La giovane adolescente, con una valigia in mano, “restituita” dall’uomo che credeva essere suo padre a quella che invece è la sua vera famiglia d’origine, all’improvviso perde tutto il suo mondo, le sue amiche, la bella casa dove era cresciuta e si ritrova circondata dal silenzio e dall’indifferenza. Comincia dunque a patire il mutismo assordante di quella famiglia a lei estranea, diventando trasparente agli occhi degli adulti che l’avevano cresciuta e di quelli che l’avevano ceduta, come se tutti loro avessero perso la “memoria della sua esistenza”. Diviene invisibile. Come una rifugiata in terra straniera, la ragazza dovrà tentare di reinventarsi una nuova vita in un nucleo familiare, respingente e diffidente che, pur non appartenendole, è il suo. Solo la piccola Adriana, bambina sveglia e solare, a suo modo la accoglierà, traghettandola in quella vita che le è stata imposta senza alcuna spiegazione.

È un vero gioiello, rude e tenero al tempo stesso, il film di Boniti, unica pellicola italiana voluta da Monda in selezione ufficiale alla Festa del Cinema di Roma. Applauditissimo dal pubblico alla prima in sala, il film fa venire immediatamente voglia di leggere l’omonimo romanzo di Donatella Di Pietrantonio, anche co-sceneggiatrice della pellicola. Molti sono i temi affrontati, da quello sui minori maltrattati o sradicati da adulti non responsabili, a quello sull’abbandono sovente collegato a maternità non consapevoli o non supportate da figure maschili idonee. Il film fa emergere anche certe usanze di alcune zone depresse del sud, in cui sino a qualche decennio fa erano praticate private forme rudimentali di “affido”, per garantire ai numerosi figli di famiglie bisognose una vita migliore, soffermandosi soprattutto sugli strappi affettivi che privano le persone della propria identità (l’Arminuta non ha un nome, non ha un compleanno da condividere: è solo colei che viene restituita), e su quanto la conoscenza sia l’unico vero antidoto alla paura e al buio.

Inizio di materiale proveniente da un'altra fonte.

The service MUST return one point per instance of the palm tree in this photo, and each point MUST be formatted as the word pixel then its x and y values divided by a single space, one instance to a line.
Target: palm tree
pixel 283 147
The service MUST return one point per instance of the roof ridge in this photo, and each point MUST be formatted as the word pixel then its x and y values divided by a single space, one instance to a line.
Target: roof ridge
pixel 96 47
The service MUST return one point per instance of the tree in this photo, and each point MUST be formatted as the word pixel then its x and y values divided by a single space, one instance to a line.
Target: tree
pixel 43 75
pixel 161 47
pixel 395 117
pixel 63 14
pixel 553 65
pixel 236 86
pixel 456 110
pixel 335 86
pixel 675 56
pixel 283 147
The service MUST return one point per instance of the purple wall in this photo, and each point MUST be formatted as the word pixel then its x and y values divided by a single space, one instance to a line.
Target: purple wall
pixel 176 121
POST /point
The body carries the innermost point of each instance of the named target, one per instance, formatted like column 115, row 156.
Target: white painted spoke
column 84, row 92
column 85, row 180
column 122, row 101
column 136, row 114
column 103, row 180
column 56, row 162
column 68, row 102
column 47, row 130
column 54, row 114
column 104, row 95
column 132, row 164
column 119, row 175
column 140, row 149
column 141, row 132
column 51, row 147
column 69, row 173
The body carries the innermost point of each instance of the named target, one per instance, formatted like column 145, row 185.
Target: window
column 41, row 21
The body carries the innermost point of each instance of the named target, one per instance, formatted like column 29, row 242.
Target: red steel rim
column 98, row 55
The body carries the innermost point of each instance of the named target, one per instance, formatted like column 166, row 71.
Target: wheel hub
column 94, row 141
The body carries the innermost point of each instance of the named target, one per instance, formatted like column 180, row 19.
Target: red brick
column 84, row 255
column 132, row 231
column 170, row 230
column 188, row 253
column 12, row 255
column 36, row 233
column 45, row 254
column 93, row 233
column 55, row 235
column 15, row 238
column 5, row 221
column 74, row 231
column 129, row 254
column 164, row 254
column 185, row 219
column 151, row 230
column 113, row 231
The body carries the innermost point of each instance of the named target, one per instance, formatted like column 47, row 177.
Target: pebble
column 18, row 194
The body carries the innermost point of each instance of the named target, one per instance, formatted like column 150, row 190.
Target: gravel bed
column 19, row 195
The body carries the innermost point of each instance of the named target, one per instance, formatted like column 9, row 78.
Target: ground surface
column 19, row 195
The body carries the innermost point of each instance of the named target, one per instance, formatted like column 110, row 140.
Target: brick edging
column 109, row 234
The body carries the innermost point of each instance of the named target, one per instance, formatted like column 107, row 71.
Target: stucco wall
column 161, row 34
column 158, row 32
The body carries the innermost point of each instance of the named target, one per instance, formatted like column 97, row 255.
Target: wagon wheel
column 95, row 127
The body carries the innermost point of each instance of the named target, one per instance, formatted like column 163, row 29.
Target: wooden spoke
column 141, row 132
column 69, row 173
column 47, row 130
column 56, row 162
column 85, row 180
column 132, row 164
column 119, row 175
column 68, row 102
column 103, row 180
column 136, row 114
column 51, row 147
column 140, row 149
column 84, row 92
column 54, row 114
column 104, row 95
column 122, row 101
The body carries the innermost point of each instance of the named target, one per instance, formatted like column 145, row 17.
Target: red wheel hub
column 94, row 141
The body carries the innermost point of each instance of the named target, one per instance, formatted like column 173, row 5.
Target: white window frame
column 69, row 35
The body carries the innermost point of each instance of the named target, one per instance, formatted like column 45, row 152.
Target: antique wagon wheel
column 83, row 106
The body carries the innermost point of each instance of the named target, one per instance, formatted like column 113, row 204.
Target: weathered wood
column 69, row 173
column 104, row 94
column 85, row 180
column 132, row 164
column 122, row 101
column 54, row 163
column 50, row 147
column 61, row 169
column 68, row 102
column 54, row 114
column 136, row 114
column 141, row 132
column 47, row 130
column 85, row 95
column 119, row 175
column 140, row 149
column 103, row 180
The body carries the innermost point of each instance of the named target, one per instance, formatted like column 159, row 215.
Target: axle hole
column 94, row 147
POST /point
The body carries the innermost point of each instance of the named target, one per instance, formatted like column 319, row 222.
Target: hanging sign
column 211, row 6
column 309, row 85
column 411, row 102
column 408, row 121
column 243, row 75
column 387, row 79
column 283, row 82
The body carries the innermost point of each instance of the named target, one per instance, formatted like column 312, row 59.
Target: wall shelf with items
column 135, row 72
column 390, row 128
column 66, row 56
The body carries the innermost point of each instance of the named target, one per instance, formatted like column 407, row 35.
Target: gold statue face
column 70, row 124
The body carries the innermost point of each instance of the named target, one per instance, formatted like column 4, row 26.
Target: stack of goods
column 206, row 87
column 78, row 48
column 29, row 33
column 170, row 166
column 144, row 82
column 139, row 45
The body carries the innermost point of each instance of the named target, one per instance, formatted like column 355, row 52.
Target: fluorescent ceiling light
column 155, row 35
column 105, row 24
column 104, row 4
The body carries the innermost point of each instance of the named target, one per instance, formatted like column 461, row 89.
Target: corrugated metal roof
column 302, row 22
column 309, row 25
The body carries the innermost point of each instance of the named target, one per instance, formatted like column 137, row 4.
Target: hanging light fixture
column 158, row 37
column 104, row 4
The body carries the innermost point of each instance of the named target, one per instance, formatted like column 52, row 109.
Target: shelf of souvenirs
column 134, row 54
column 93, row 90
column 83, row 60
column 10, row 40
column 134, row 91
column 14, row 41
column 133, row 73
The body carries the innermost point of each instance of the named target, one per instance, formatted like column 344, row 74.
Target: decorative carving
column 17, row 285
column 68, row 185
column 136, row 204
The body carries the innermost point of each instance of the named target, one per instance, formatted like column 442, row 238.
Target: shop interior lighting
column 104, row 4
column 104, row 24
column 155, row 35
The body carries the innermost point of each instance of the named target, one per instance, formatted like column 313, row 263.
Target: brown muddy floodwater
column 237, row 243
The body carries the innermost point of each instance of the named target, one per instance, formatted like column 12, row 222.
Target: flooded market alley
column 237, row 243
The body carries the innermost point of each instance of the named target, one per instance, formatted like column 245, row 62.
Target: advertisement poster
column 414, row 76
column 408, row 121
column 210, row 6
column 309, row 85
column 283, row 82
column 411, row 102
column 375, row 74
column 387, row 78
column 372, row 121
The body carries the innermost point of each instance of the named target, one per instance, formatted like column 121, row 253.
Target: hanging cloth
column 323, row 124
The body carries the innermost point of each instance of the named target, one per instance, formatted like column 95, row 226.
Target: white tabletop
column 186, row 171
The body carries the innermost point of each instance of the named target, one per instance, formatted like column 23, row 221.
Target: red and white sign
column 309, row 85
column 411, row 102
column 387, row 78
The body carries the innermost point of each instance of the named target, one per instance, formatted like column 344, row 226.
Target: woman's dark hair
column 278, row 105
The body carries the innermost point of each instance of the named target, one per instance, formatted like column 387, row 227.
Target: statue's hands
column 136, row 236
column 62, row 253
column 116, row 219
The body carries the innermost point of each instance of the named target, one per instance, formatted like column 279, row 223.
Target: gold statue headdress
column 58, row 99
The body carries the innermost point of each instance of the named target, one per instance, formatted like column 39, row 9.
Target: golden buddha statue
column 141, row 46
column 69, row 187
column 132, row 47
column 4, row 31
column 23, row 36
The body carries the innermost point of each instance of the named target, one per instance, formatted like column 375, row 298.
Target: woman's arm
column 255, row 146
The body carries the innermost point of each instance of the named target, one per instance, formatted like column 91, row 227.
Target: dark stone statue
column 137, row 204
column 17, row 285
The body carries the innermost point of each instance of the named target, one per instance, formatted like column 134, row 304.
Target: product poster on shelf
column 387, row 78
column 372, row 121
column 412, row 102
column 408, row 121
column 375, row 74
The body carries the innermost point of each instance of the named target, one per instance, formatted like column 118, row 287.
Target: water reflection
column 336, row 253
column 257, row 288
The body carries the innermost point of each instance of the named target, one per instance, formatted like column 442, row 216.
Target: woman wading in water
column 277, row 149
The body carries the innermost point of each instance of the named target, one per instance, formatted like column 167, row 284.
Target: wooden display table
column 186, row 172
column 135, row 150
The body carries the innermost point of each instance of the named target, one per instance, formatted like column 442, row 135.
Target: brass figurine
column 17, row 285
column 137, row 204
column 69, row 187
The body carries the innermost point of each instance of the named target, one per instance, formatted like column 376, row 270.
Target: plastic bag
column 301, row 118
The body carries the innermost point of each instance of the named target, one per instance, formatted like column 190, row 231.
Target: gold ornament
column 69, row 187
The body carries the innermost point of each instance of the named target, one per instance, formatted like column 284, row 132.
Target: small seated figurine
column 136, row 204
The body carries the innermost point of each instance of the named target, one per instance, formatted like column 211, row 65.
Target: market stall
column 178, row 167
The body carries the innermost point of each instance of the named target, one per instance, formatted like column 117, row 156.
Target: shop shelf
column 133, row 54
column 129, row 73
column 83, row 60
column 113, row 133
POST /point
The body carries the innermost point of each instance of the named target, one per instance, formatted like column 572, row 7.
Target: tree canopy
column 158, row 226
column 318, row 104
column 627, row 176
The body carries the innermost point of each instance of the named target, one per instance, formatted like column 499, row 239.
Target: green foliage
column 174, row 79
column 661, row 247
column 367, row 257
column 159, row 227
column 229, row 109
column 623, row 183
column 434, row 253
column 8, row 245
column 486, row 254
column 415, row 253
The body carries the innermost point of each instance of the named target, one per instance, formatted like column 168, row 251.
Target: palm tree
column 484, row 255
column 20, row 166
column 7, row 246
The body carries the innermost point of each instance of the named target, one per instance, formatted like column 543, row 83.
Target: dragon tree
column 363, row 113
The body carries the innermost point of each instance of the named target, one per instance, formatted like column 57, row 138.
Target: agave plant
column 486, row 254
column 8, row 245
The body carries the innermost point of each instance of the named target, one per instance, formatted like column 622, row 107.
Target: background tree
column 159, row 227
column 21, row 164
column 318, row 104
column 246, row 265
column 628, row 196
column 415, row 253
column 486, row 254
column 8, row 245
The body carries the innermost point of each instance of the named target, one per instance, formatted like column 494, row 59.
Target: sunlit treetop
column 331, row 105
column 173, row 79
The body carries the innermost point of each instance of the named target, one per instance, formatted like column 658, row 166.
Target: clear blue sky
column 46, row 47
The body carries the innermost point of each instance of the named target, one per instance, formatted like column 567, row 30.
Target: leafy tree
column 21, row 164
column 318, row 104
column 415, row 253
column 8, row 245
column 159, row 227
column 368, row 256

Il cast è eccezionale, ad iniziare da Sofia Fiore (l’Arminuta), struggente e dura al tempo stesso, suo malgrado temprata da quell’affetto materno negato, e la piccola Carlotta De Leonardis che impersona Adriana, bambina matura e disincantata ma che nonostante tutto ama ancora giocare e andare sulla giostra; un immenso Fabrizio Ferracane nel ruolo di un padre-padrone che non conosce il perdono e la comprensione, ma solo il silenzio e la forza delle proprie mani come forma di punizione, ed infine le due madri, ognuna infelice a modo suo, degnamente interpretate da Vanessa Scalera e Elena Lietti.

L’Arminuta è un piccolo grande film, di quelli che ci insegnano qualcosa, che ci allargano il cuore, che scalfiscono il muro dell’indifferenza e che ci inducono ad essere più aperti e generosi nei confronti dei più deboli.

In uscita nelle sale il 21 ottobre distribuito da Lucky Red.